Нация приучается все меньше делать что-либо собственными силами и удовлетворения всякой своей потребности ждет от «начальства». Это истинное политическое развращение взрослых людей, превращаемых в детей, сопровождается отсутствием возможности их контроля за действиями опекателей – чиновников, порождая в общественном мнении вместо разумного обсуждения действий администрации царство сплетни, в которой уже и разумному человеку невозможно отличить фантастических или злостных выдумок от действительных злоупотреблений.
Само собой, что так воспитываемая нация не может не терять постепенно политического смысла и должна превращаться все более в «толпу».

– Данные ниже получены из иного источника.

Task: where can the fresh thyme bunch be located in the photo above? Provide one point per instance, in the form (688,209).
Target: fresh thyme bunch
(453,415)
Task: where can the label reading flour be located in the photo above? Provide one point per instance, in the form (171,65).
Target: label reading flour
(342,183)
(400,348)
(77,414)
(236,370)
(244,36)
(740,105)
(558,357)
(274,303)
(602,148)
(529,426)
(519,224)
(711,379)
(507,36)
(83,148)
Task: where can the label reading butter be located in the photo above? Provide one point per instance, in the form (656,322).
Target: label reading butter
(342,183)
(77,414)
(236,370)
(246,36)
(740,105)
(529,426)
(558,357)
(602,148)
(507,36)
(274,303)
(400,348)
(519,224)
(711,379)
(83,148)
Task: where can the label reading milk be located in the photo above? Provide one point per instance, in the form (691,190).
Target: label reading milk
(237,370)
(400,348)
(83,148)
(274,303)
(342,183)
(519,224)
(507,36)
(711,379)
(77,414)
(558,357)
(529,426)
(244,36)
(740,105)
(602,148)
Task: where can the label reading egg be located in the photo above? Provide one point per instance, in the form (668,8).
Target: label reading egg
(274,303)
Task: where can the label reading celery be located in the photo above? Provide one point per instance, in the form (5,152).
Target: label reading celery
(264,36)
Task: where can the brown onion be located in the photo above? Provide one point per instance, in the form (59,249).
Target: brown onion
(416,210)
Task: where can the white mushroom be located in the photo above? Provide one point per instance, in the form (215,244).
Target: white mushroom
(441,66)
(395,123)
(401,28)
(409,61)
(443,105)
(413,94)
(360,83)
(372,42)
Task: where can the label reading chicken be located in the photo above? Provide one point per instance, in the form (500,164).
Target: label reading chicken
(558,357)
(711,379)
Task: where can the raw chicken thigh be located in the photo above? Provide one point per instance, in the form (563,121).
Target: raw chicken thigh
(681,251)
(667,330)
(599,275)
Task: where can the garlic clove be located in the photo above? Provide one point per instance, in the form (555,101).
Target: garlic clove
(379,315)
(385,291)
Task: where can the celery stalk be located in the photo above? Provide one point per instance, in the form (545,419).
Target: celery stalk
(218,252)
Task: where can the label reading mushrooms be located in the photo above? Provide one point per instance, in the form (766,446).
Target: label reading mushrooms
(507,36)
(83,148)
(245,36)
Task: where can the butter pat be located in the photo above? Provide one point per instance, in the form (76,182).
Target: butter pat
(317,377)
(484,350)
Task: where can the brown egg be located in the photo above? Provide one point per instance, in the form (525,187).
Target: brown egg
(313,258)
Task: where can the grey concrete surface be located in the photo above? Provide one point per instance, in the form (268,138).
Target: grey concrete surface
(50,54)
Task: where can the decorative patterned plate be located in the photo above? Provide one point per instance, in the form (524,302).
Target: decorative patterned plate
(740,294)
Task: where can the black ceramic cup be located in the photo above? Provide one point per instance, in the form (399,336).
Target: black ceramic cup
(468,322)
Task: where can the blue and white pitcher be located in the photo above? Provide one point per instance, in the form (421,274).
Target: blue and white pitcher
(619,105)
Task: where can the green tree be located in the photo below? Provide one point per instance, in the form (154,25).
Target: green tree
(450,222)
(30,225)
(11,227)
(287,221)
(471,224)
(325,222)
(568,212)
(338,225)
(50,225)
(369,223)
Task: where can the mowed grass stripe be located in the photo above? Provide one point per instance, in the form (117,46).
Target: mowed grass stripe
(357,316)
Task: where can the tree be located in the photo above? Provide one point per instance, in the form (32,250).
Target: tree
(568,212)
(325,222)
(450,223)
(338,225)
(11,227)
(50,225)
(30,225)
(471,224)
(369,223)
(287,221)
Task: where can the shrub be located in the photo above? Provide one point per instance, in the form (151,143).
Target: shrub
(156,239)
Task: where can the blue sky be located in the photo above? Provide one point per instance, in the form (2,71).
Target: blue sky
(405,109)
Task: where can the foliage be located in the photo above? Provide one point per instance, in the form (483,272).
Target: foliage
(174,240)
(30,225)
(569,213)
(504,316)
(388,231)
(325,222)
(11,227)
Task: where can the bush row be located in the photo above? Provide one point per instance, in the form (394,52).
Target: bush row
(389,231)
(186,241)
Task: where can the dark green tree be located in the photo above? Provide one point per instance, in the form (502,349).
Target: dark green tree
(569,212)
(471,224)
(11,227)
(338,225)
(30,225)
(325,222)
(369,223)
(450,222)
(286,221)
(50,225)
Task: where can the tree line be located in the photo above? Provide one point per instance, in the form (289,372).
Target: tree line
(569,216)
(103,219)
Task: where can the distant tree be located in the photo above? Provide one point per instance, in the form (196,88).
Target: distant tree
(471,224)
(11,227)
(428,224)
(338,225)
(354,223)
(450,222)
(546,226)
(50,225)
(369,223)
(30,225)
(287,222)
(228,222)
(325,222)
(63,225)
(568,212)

В России слой административный подмял под себя всё. Лев Александрович в ужасе записывал в дневнике: «Нет ничего гнуснее нынешнего начальства – решительно везде. В администрации, в церкви, в университетах. И глупы, и подло трусливы, и ни искры чувства долга. Я уверен, что большинство этой сволочи раболепно служило бы и туркам, и японцам, если бы они завоевали Россию».
Церковь разлагалась от слабости веры и обилия умствований, монархия теряла авторитет, революция набирала силу. Что-то совершенно невероятное, бессмысленное творилось в России.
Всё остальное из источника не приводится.